На следующий день взрослые ушли в поле, меня хозяйка считала еще слишком молодой, чтобы работать на тяжелой работе рядом со взрослыми и послала собирать красную смородину с кустов. Скоро она тоже пришла. Положив корзину с ребенком рядом с собой, она заговорила со мной по-эстонски. Вначале я не понимала, но она стала показывать руками и медленно выговаривать слова, и я начала немного понимать. Она спросила о моих родителях. Я не боялась ее и сказала — арестованы. А она говорила что-то о границе, будто можно бежать.
— А вы знаете кого-нибудь, кто перешел границу, что-нибудь известно о них?
Она не поняла и продолжала:
— На лодке можно переплыть залив в одну ночь и попасть в Швецию. Многие так уплыли.
Я начала думать, как это мы, десять человек, на лодке, а вдруг буря? А может быть, моя мама все же жива, тогда что с ней будет, когда она выйдет из тюрьмы?
А хозяйка продолжала:
— Говорят, американцы приплывут на пароходах освободить нас.
Я спросила у нее:
— Вы думаете, снова будет война?
Ребенок заплакал, она взяла его на руки, села на скамеечку, дала ему грудь и начала собирать ягоды одной рукой.
Хозяйка поднялась, уложила заснувшего ребенка обратно в корзину, переставила свою скамейку, я посмотрела на ее крупное, порозовевшее на солнце лицо: вверх по шее быстро бежал маленький коричневый муравей. На ее щеке он заковылял по белым блестящим волосинкам, как по стерне, добрался до виска и скрылся в густых зарослях волос. Я опять спросила:
— А что-нибудь известно о тех, кто море переплыл на лодках?
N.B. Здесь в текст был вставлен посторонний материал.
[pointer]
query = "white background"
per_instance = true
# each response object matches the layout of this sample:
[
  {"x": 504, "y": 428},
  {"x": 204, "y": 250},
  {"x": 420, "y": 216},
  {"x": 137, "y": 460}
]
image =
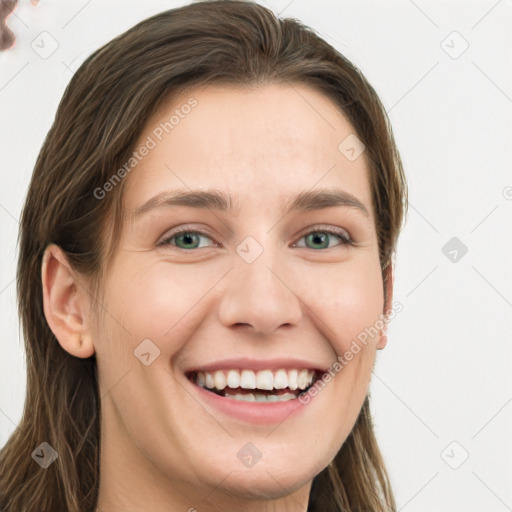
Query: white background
[{"x": 444, "y": 376}]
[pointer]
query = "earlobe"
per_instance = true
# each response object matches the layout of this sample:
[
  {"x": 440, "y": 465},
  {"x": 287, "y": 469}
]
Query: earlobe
[
  {"x": 387, "y": 306},
  {"x": 66, "y": 304}
]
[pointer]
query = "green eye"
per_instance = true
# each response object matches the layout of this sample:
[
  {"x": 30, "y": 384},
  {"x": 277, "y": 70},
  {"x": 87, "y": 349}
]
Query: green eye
[{"x": 319, "y": 239}]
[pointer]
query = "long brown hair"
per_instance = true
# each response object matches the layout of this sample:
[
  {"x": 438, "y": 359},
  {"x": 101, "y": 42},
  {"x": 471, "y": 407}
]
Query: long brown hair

— Многие из них в Швеции, — ответила она.
* * *
На следующий день меня поставили наверх на молотилку, дали треугольный острый нож, научили разрезать снопы, предупредили, что этим ножом можно легко порезаться — работать придется быстро — возы со снопами не могут простаивать.
Я начала — получалось быстро. Но вдруг задела ножом чуть выше колена, теплая струйка побежала по ноге. Я смахнула, рука оказалась в липкой крови. Чтоб не заметили, я повернулась другим боком — работать наверху интересно, к тому же пыль от молотилки сюда не залетает. Но скоро я задела ножом по пальцу, кожа повисла, была видна белая кость, хлынула кровь. Ройне подавал снопы и закричал, чтобы я быстрее слезла с машины. Молотилку остановили, меня провели в дом, перевязали палец, про ранку на ноге я не сказала, было стыдно. Потом меня поставили работать в очень противное место — собирать солому и колосья, которые вылетали из носа молотилки вместе с тучей мякины и пыли, сильно першило в горле. Но этой работы хватило только на два дня.